The finding of contempt against Father stems from his repeated failure to properly videotape the administration of Samuel’s medicine.  As previously discussed, the initial order requiring Father to videotape the giving of medicine is void for lack of jurisdiction because that order modified the terms of Father’s visitation, an issue which was being appealed.  Father cannot be held in contempt for violating an order which was void ab initio for a lack of jurisdiction.  See Luthi v. Luthi, 297 S.C. 306, 376 S.E.2d 782 (Ct. App. 1989) (during husband’s appeal of an equitable division award to former wife, the lower court’s order that the monetary equitable division award to former wife was a properly enrolled money judgment was void for lack of jurisdiction; as a result, the subsequent order awarding interest on the judgment was also invalid).

Because the contempt issue can be resolved without reaching Father’s due process claims, we decline to address the constitutional issues raised by Father.  It is our firm policy to decline to rule on constitutional issues unless such a ruling is required.  In re McCracken, 346 S.C. 87, 551 S.E.2d 235 (2001).

CONCLUSION

The four appealed orders in this case are not automatically void pursuant to the UCCJA and the PKPA.  Our appellate court rules control whether the issues were properly before the family court while the first appeal was pending.  We affirm the family court’s order requiring Father to pay his share of medical expenses, and we affirm the order requiring both parents to share non-medical and educational expenses.  We also affirm the denial of Father’s request for a medical GAL.  Finally, we reverse the suspension of Father’s overnight visitation, and we also reverse the finding of contempt for violating an order that was void for lack of jurisdiction.

AFFIRMED IN PART; REVERSED IN PART.

TOAL, C. J., MOORE, WALLER, BURNETT and PLEICONES, JJ., concur.


[1] The previous family court orders requiring videotaping were both issued while the first appeal was pending. 

[2] Father raises the issue of subject matter jurisdiction for the first time on appeal.  Subject matter jurisdiction may be raised at any time, including on appeal.  State v. Downs, 361 S.C. 141, 604 S.E.2d 377 (2004).

[3] See 28 U.S.C. 1738A(a); S.C. Code Ann. § 20-7-788(a) (“A court of this State which is competent to decide child custody matters has jurisdiction to make a child custody determination by initial or modification decree if…”) (emphasis added); Clay v. Burckle, 369 S.C. 651, 633 S.E.2d 173 (Ct. App. 2006) (“The PKPA and UCCJA govern the subject matter jurisdiction of state courts to rule in interstate custody disputes.”) (emphasis added); Kirylik v. Kirylik, 292 S.C. 475, 477, 357 S.E.2d 449, 450 (1987) (stating that UCCJA was enacted to prevent conflicting custody decrees between different states).

[4] A party can always seek a remand from an appellate court if the circumstances of the particular case require it.

[5] “Family court orders regarding a child or requiring payment of support for a spouse or child” are exceptions to the automatic stay. Rule 225(b)(6), SCACR. 

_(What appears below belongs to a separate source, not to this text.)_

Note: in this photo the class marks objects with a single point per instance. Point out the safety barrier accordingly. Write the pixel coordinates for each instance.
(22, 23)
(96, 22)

[6] Although conditions of visitation and the grant of additional summer and holiday visitation may not appear to be the same matter being addressed on appeal, the decisions both of the Court of Appeals and of this Court in the first appeal were impacted by the suspension of overnight visitation in deciding whether to award Father additional summer and Easter visitation. The Court of Appeals noted that Father had not been exercising overnight visitation in its opinion, while the suspension of overnight visitation came before this Court at oral argument during the first appeal.